NEW YORK — Petenis putra asal Jerman, Alexander Zverev, berhasil menorehkan tinta emas dalam kariernya usai menjuarai turnamen Grand Slam US Open di Arthur Ashe Stadium, Flushing Meadows, New York. Zverev menundukkan wakil tuan rumah, Ben Shelton, lewat pertarungan sengit empat set dengan skor 6-3, 7-6 (7-2), 5-7, dan 6-2.
Kemenangan gemilang ini memastikan gelar Grand Slam kedua bagi petenis berusia 29 tahun tersebut, menyusul keberhasilannya menjuarai Roland-Garros pada Juni lalu. Musim ini praktis menjadi periode paling impresif sepanjang perjalanan karier profesional Zverev di panggung tenis dunia.
Kronologi Pertarungan Final di Arthur Ashe Stadium
Menghadapi perlawanan sengit Shelton yang didukung penuh publik tuan rumah, Zverev tampil taktis sejak awal laga melalui rangkaian reli baseline bertenaga dan servis akurat:
- Set Pertama (Dominasi Awal 6-3): Zverev langsung memegang kendali permainan lewat servis kencang yang sulit dikembalikan Shelton. Patahnya servis Shelton di gim keenam membuka jalan mulus bagi Zverev untuk mengamankan set pertama.
- Set Kedua (Tie-Break Krusial 7-6): Shelton memberikan perlawanan sengit dan memaksa digelarnya babak tie-break. Namun, kematangan mental Zverev berbicara banyak saat ia merebut babak penentuan ini secara meyakinkan dengan skor 7-2.

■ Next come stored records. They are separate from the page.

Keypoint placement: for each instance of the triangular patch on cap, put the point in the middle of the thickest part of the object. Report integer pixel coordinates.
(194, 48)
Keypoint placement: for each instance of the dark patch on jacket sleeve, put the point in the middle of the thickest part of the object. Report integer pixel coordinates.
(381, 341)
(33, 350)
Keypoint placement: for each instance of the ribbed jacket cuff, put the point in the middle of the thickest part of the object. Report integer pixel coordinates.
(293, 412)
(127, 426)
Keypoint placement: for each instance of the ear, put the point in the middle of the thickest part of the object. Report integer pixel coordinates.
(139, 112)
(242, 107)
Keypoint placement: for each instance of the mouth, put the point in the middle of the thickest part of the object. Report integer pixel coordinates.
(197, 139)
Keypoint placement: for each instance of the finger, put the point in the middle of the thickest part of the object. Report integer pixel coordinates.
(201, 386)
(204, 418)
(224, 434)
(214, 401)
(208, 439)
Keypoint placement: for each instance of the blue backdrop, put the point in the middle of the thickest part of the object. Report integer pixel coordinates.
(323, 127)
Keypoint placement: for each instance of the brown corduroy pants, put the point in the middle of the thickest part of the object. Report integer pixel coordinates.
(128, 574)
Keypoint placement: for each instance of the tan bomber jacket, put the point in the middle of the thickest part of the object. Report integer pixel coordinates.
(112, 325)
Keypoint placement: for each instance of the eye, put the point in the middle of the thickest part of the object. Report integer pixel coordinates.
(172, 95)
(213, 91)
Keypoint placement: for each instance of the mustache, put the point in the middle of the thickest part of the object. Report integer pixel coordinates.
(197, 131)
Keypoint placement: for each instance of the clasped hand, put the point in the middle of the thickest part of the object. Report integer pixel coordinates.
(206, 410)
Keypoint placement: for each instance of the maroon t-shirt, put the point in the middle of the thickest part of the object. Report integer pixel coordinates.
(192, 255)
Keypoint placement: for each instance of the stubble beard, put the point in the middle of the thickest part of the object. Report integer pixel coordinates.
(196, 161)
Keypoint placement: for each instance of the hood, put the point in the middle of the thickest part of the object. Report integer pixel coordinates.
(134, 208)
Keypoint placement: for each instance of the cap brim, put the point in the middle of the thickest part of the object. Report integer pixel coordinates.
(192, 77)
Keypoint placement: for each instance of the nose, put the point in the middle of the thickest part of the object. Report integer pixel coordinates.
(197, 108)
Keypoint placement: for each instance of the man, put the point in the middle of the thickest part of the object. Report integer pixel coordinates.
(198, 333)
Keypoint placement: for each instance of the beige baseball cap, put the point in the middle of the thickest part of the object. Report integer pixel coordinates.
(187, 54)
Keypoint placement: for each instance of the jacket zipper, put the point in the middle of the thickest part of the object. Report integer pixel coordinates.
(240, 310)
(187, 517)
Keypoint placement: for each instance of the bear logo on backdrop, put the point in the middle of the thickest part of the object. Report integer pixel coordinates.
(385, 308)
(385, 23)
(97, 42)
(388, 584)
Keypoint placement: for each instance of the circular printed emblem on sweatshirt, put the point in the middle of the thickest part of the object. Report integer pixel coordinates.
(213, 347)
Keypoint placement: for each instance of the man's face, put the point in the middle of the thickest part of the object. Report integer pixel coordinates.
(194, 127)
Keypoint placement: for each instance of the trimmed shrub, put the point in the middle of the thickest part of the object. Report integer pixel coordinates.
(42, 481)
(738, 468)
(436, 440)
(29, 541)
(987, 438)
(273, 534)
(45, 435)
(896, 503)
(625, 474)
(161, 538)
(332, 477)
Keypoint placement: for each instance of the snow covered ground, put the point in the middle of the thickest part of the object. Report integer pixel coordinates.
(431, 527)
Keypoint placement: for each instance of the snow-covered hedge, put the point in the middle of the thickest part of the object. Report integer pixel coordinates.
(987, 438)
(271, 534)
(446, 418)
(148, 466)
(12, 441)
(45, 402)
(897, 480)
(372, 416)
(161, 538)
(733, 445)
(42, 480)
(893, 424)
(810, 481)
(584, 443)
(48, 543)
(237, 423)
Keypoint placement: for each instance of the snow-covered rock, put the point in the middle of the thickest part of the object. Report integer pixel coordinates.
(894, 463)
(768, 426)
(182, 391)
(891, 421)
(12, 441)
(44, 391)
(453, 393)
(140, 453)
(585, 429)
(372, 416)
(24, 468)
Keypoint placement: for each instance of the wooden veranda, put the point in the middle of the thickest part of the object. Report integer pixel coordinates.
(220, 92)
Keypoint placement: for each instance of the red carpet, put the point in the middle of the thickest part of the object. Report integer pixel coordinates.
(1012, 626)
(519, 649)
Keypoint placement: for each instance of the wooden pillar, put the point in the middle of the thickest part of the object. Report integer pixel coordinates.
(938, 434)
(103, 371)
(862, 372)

- Set Ketiga (Kebangkitan Shelton 5-7): Sorak-sorai pendukung Amerika Serikat membakar semangat Shelton. Petenis muda kidal tersebut memanfaatkan penurunan konsentrasi Zverev pada momen-momen kritis untuk mencuri set ketiga.
- Set Keempat (Penguncian Kemenangan 6-2): Menolak kehilangan momentum, Zverev langsung tancap gas dengan meningkatkan intensitas serangan dan mematahkan servis lawannya dua kali guna mengakhiri duel berdurasi lebih dari tiga jam tersebut.
"Ini adalah musim impian saya. Memenangkan dua gelar Grand Slam dalam satu tahun kalender setelah segala cedera dan rintangan di masa lalu adalah pembuktian atas kerja keras seluruh tim saya," ungkap Zverev seusai laga penentuan tersebut.
Catatan Prestasi dan Tonggak Sejarah
Pencapaian Zverev di New York kali ini diwarnai sederet statistik impresif yang menegaskan dominasinya di level tertinggi:
- Dua Gelar Grand Slam Beruntun: Menjadi petenis putra pertama di luar 'Big Three' dalam beberapa tahun terakhir yang mampu mengawinkan trofi lapangan tanah liat Roland-Garros dan lapangan keras US Open dalam satu musim.
- Kemenangan Match Point Krusial: Tingkat keberhasilan servis pertama Zverev mencapai angka 74 persen sepanjang laga final, menjadikannya senjata utama dalam meredam agresivitas Shelton.
- Penebusan Kegagalan: Trofi ini menghapus memori pahit final US Open 2020, saat Zverev harus menelan kekalahan dramatis meski sempat unggul dua set terlebih dahulu.
Dengan raihan gelar ini, Alexander Zverev semakin memperkukuh posisinya di papan atas peringkat ATP dunia sekaligus membuktikan kapasitasnya sebagai salah satu kekuatan paling dominan di era tenis modern saat ini.